As essential as it may be for us to know God as our Father, that relationship is not meant to replace our natural maternal and paternal relationships. In its most optimal expression, our relationship with our Heavenly Father is meant to deepen and strengthen our relationship with our earthly parents.
Returning to Joseph and his brothers, the text outlines two vastly different relationships between Jacob and Joseph vs Jacob and the rest of the brothers. Judah's monologue in Gen 44 outlines twenty-two years of pain, bitterness, and regret between Jacob and his sons—the fruit of their ghastly treachery towards both Joseph and Jacob. Joseph, however, carried a very different kind of pain in his heart.
Dragged across the sands of the desert, standing on the auction block and sold as chattel, locked in the bowels of Pharaoh's prison, Joseph yearned for the embrace of his father. The one man who had the physical and spiritual means to ransom him, the one man who could stop the pain and guide him to safety, who could end the nightmare.
Joseph had a father-shaped hole in his heart.

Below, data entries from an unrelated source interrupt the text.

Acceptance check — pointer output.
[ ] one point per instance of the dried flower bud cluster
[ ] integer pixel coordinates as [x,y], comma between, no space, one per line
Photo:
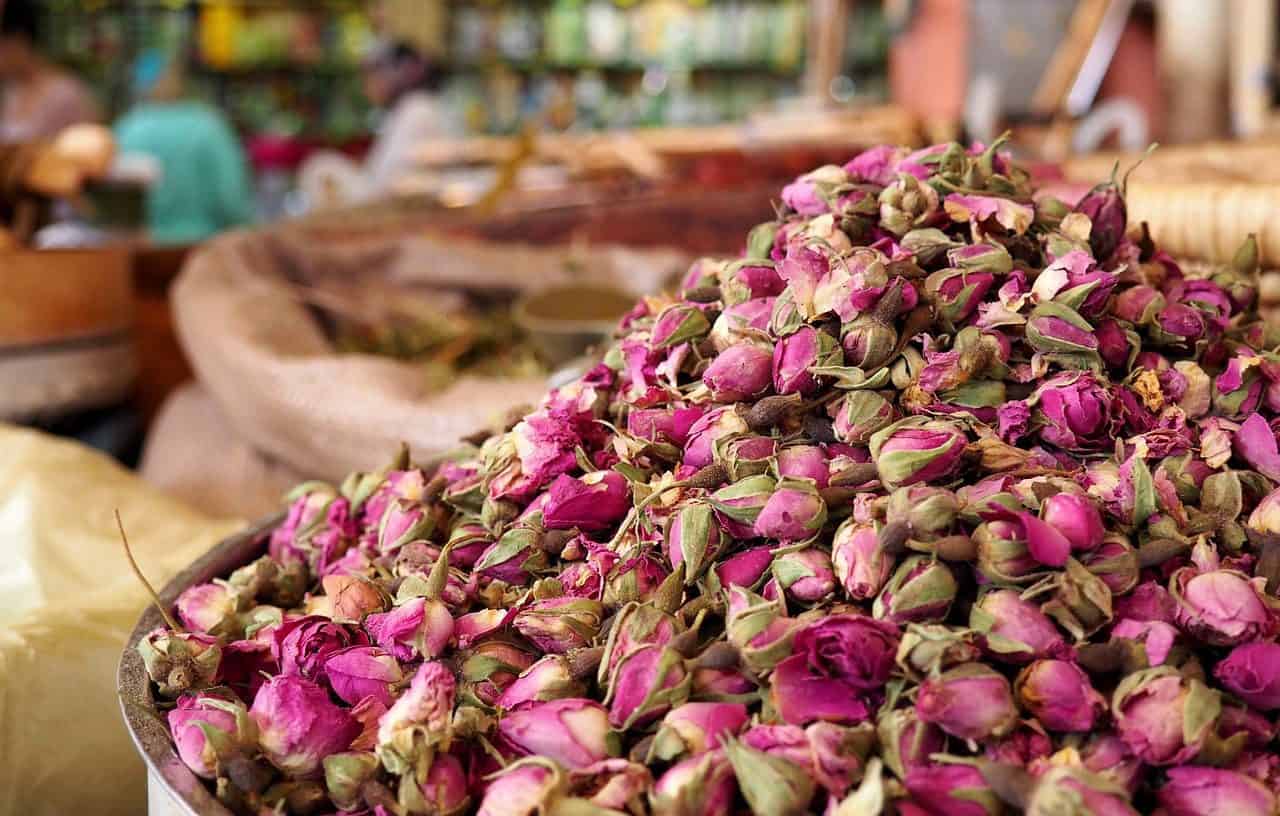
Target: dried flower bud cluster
[942,499]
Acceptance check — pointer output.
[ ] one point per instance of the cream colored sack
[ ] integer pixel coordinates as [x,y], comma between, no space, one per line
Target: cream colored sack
[71,603]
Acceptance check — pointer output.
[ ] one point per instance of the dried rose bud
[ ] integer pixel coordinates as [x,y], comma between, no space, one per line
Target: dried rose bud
[1252,673]
[524,788]
[922,590]
[740,372]
[419,628]
[769,784]
[739,505]
[1015,629]
[695,537]
[1060,696]
[208,729]
[344,774]
[181,661]
[1164,716]
[860,415]
[792,513]
[835,663]
[298,725]
[969,701]
[699,785]
[796,353]
[560,624]
[917,450]
[695,728]
[804,576]
[362,672]
[952,789]
[1214,792]
[572,732]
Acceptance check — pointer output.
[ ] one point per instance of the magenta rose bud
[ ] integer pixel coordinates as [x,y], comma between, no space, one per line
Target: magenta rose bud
[572,732]
[1162,715]
[304,645]
[524,788]
[918,450]
[1060,696]
[804,576]
[593,503]
[696,727]
[796,353]
[952,789]
[1221,606]
[794,513]
[859,562]
[969,701]
[1193,791]
[835,663]
[1077,518]
[206,728]
[420,628]
[1073,411]
[807,462]
[1252,673]
[362,672]
[1015,629]
[740,372]
[298,725]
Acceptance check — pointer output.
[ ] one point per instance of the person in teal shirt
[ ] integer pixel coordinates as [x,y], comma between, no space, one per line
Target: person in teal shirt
[202,186]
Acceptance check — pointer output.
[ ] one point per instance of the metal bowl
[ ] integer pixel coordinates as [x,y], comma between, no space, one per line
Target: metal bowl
[172,788]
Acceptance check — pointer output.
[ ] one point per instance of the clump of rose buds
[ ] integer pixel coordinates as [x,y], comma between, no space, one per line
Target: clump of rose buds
[944,498]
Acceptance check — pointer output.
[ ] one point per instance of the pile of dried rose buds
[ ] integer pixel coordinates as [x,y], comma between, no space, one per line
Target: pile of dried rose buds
[944,499]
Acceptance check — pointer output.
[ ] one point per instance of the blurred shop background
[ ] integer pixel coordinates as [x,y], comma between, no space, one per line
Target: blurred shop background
[375,159]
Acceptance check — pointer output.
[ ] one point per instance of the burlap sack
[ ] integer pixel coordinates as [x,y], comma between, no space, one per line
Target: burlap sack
[277,379]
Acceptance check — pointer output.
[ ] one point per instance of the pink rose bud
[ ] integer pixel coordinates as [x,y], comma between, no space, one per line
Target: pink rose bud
[352,597]
[917,450]
[593,503]
[179,661]
[952,789]
[906,742]
[1252,673]
[524,788]
[1162,715]
[695,537]
[1220,608]
[835,663]
[700,785]
[804,462]
[572,732]
[695,728]
[302,646]
[1077,518]
[298,725]
[420,628]
[644,684]
[711,426]
[209,608]
[792,513]
[798,353]
[419,719]
[859,562]
[969,701]
[1214,792]
[737,505]
[208,728]
[745,568]
[362,672]
[922,590]
[740,372]
[1060,696]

As for the rest of the brothers, the Torah does not let us in on the whys and wherefores of their “coming clean” moment to Jacob. We do not get to see Jacob’s reaction upon discovering their barbarity towards Joseph and the subsequent cover-up. But what we do have is this curious silence in the text at the moment of Jacob’s death. Silence regarding the brothers.
But Joseph wept.
And in that weeping I see the years of brokenness, of loneliness, of yearning to be embraced once again by the one person who had Joseph’s best interests at heart, his father. The years of life lived without the steady voice of wisdom and reason, the years of wishing that he could consult with his abba, the years of pining for the opportunity to be a son once again.

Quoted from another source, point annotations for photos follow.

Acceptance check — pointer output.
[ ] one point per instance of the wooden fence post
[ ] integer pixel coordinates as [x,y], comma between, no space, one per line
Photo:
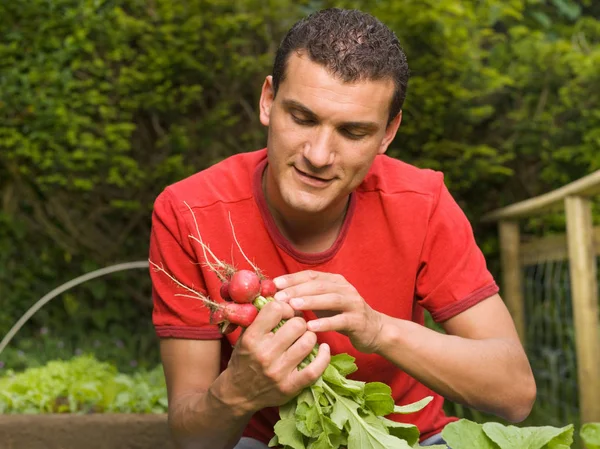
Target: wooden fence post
[584,290]
[512,288]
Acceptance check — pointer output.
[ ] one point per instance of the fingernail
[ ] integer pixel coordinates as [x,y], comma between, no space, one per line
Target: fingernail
[313,325]
[281,296]
[279,282]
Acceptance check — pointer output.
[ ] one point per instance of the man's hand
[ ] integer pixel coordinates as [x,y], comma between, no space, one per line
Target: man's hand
[263,369]
[337,304]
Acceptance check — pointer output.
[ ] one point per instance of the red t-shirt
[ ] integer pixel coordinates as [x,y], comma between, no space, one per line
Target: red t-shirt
[405,244]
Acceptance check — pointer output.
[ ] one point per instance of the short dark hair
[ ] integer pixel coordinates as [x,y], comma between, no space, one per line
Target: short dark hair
[352,45]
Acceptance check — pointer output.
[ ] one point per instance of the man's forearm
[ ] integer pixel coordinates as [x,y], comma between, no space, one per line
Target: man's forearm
[204,421]
[490,375]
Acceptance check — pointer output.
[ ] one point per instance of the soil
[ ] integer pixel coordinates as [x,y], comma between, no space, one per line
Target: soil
[94,431]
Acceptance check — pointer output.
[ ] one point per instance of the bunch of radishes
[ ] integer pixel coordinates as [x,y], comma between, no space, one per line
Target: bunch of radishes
[244,292]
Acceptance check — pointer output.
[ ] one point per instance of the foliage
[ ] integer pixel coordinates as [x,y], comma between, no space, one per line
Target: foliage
[82,385]
[105,102]
[338,412]
[465,434]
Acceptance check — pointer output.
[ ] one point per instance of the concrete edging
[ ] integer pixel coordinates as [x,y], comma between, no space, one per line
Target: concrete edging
[92,431]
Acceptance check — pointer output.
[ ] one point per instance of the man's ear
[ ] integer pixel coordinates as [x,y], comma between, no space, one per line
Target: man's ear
[266,100]
[390,133]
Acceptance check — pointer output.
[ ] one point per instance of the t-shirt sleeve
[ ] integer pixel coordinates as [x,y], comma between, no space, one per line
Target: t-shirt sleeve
[453,274]
[171,249]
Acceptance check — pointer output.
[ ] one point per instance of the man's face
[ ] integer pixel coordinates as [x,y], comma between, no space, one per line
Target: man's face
[323,136]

The relationship between parent and child is so pivotal to healthy spiritual development that it is enshrined in the fifth of the Ten Commandments. Nothing can fill that father- or mother-shaped hole in each of our hearts. In turn, when we become parents, we honor God as our father, by accepting just how important we are to the spiritual stability of our children.
Joseph’s life, in both his grief and his virtuous example, offers a pathway forward for those among us who live with the parent-shaped hole in their hearts. To honor God as our father, to strive to embody the spirit of fatherhood in all its gentleness and care, and to find moments of redemption to turn that which is meant for evil into good.
Joseph, himself knowing the pain of being fatherless, tells his brothers that God has made him a father to Pharaoh (45:8). In this way, Joseph embraces the path of redemption, as he embodies the character of his Heavenly Father and becomes a father to the fatherless.
Like Joseph, we often have little say over the circumstances that can rob us of these important relationships; but like Joseph we can also strive to heal the breach by being a loving mother or father to those whom God has placed in our care.